A substring of s is considered balanced if all zeroes are before ones and the number of zeroes is equal to the number of ones inside the substring. Notice that the empty substring is considered a balanced substring.
Return the length of the longest balanced substring of s.
A substring is a contiguous sequence of characters within a string.
Example 1:
Input: s = "01000111"
Output: 6
Explanation: The longest balanced substring is "000111", which has length 6.
Example 2:
Input: s = "00111"
Output: 4
Explanation: The longest balanced substring is "0011", which has length 4.
Example 3:
Input: s = "111"
Output: 0
Explanation: There is no balanced substring except the empty substring, so the answer is 0.
Constraints:
1 <= s.length <= 50
'0' <= s[i] <= '1'
Solutions
Solution 1: Brute force
Since the range of \(n\) is small, we can enumerate all substrings \(s[i..j]\) to check if it is a balanced string. If so, update the answer.
The time complexity is \(O(n^3)\), and the space complexity is \(O(1)\). Where \(n\) is the length of string \(s\).
We use variables \(zero\) and \(one\) to record the number of continuous \(0\) and \(1\).

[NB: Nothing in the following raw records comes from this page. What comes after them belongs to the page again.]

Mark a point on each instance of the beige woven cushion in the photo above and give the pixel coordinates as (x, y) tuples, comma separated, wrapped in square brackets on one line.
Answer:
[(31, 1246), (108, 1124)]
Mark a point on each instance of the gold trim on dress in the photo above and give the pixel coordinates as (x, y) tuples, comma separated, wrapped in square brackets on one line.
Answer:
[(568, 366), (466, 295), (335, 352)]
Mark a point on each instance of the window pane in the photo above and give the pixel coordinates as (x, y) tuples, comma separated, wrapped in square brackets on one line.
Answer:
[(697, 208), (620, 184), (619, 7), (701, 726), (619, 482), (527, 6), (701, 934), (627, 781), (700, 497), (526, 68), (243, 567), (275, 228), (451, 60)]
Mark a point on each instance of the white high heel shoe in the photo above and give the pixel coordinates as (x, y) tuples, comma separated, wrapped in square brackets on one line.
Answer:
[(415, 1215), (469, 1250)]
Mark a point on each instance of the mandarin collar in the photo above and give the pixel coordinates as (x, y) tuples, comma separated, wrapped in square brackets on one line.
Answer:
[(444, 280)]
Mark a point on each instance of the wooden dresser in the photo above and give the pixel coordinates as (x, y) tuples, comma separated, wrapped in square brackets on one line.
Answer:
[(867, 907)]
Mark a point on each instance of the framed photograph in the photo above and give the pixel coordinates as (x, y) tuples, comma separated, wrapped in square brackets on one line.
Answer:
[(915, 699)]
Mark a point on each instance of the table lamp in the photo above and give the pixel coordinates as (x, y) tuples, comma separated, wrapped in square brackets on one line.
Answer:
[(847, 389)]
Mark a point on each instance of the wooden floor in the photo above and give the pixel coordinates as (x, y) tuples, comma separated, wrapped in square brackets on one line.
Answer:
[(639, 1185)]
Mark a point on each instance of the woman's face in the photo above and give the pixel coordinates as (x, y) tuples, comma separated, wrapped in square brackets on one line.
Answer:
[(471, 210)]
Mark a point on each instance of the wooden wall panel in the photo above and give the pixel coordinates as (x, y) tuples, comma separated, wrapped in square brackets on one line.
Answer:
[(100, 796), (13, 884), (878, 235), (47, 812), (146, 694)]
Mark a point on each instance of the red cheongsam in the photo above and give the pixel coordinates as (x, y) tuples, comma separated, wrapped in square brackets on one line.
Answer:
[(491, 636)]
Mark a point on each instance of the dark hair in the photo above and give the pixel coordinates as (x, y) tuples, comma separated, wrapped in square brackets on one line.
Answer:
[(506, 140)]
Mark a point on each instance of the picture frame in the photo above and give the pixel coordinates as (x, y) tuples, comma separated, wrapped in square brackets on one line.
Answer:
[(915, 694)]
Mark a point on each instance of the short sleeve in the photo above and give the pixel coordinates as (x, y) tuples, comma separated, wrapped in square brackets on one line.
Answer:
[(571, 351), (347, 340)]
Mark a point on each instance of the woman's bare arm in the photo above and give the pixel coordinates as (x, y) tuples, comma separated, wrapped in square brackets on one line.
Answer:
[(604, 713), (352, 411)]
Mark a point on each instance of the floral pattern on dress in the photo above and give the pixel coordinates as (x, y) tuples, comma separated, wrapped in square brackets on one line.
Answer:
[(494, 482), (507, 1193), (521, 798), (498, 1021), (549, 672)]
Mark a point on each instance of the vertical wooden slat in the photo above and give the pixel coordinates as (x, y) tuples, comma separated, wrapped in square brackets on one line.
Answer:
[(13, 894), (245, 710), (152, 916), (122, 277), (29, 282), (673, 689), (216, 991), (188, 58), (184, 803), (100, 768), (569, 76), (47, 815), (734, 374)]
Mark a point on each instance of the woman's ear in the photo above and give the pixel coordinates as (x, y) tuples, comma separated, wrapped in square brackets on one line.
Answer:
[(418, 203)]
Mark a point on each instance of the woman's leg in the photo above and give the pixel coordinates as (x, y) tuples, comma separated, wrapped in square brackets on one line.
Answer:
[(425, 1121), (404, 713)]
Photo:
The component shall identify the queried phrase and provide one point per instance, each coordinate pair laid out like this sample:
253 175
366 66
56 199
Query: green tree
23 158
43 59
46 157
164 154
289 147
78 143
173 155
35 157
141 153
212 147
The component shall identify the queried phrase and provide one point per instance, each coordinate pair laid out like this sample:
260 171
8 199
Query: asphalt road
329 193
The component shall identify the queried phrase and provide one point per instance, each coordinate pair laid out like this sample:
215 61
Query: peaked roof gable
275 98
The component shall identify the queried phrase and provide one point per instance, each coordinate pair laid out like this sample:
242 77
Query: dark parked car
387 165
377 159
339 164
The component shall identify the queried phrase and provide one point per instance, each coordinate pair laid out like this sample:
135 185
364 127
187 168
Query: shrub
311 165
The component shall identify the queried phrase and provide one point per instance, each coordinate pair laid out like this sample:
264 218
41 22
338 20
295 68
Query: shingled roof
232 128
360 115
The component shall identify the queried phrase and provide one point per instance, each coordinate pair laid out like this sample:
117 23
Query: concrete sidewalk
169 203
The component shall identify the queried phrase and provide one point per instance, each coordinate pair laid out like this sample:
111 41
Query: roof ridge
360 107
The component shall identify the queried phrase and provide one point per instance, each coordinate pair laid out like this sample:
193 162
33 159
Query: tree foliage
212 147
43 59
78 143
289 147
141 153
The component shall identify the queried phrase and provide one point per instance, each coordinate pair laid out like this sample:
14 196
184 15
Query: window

Traverse the string \(s\), for the current character \(c\):
If the current character is '0', we check if \(one\) is greater than \(0\), if so, we reset \(zero\) and \(one\) to \(0\), and then add \(1\) to \(zero\).
If the current character is '1', we add \(1\) to \(one\), and update the answer to \(ans = max(ans, 2 \times min(one, zero))\).
After the traversal is complete, we can get the length of the longest balanced substring.
The time complexity is \(O(n)\), and the space complexity is \(O(1)\). Where \(n\) is the length of string \(s\).